Mindful leaders know their capacity. We should know what we're capable of and obviously what we're not capable of. We all have a level of capacity that if breached, at least lowers our operating potential, and at worst can lead to a dangerous cycle into stress and burnout. We're all capable of working hard for a certain amount of time. I work with some particularly strong-minded entrepreneurs have an incredible amount of resilience and strength, but even they have their limitations. If we're aware of our capacity we can manage it appropriately, which leads to long term effectiveness, consistency and sustainability.

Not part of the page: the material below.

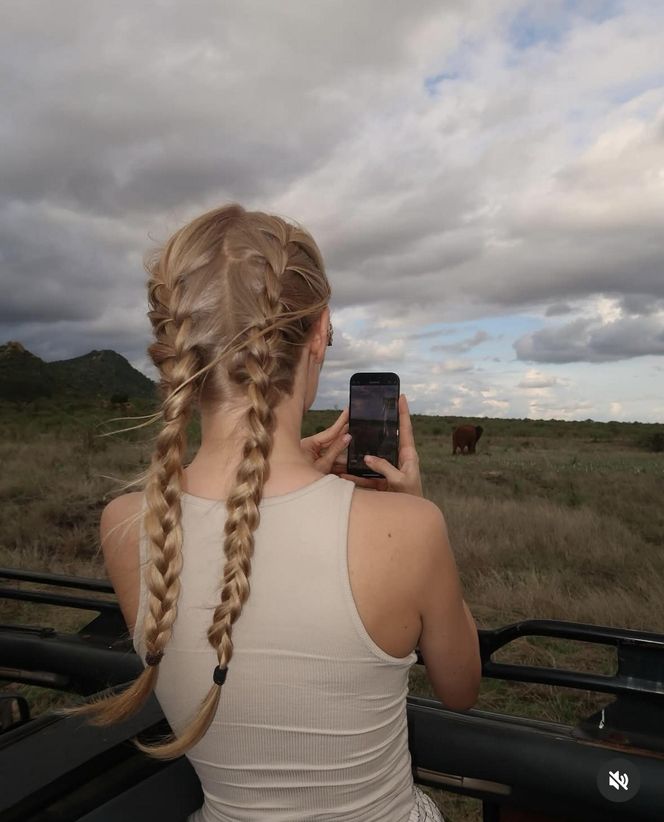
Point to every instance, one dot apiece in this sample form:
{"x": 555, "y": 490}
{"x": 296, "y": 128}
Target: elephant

It's good to be mindful of life’s seasons and the priorities that inevitably accompany them. Apparently, there are important things outside of work, or at least that’s what I’ve heard. I had 20 years of lots of travel and rescuing businesses, some in an incredibly distressed state, geographically spread and in need of urgent attention. Life was obviously busy in that environment and during that time I had three children, moved countries, completed an MBA and did numerous other time-consuming things. I know what it is to be busy. I know what it is like to have unreasonable demands placed on me. Unless we manage ourselves and are mindful of our capacity, it's almost inevitable that we will run into a wall.
I am very fortunate and blessed to have married a wonderful life partner in Helen, an incredibly capable and a wonderful person. We had an agreement that when I took a new role, I was able to be released for a season to almost solely focus on getting momentum into the change that was required. But a few months in, there would always be the inevitable tap on the shoulder; the reminder that if I wanted to stay married and stay connected to my children, that things would need to change. I jest, but there was a serious side to those interventions. It's very easy to get wrapped up in what we do, find our identity in our work and drive ourselves beyond our capacity.

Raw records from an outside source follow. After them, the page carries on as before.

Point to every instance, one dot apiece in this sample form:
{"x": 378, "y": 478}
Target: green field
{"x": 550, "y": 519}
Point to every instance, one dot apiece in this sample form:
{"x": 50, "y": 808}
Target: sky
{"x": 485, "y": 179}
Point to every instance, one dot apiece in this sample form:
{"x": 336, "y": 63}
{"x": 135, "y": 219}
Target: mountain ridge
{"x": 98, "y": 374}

There are seasons of life we need to be mindful of, but also micro-seasons even in a day. Those who know me well will know, I am not a morning person. I do not get up at 4:00 o'clock in the morning, run a marathon, do 1000 push-ups, 20 self-affirmations, and meet the seemingly unattainable criteria, that is popularised around how to be successful. I like to ease into my day fully caffeinated. But I know I am highly productive in the late afternoon. I use that time to aggregate pieces of work, that will take full concentration and have a level of creativity, it's my most productive few hours.

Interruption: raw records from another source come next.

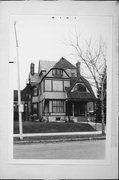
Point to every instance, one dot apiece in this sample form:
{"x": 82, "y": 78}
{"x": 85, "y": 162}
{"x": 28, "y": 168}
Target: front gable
{"x": 81, "y": 87}
{"x": 57, "y": 73}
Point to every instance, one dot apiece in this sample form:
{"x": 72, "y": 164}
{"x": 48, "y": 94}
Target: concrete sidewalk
{"x": 58, "y": 137}
{"x": 58, "y": 134}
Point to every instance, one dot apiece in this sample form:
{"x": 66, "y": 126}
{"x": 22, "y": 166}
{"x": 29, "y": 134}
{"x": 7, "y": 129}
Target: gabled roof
{"x": 64, "y": 64}
{"x": 45, "y": 65}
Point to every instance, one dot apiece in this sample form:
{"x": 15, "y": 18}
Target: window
{"x": 47, "y": 85}
{"x": 35, "y": 108}
{"x": 35, "y": 91}
{"x": 81, "y": 88}
{"x": 57, "y": 85}
{"x": 58, "y": 106}
{"x": 58, "y": 72}
{"x": 72, "y": 74}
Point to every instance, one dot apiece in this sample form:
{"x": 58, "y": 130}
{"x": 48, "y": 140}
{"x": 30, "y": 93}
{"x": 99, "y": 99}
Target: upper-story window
{"x": 35, "y": 91}
{"x": 81, "y": 88}
{"x": 57, "y": 72}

Leo Tolstoy, in War and Peace, wrote that the two most powerful warriors are patience and time. We all have limited time, we all have the same amount of time. We all have more time than we think, if we and mindful of it. Work in a way that is productive for you, given your capacity, given your constraints, given your abilities, and your circumstances. Take the time to consider before you act. We would be wise to give ourselves goals and tasks but ones that sit within our capacity to deliver. And don’t forget to celebrate the small wins, it's good for the soul.
I have a friend who went through burnout and literally took years to recover. A wonderful guy, full of empathy serving those around him, and it cost him his health, amongst many other things. Now he teaches others to be mindful and to operate with high EQ. He knows the price of operating outside his capacity even when it was motivated by altruistic outcomes. So be very mindful of your capacity. Being effective is the ability to do the right thing at the right time and recognising our capacity to do so.”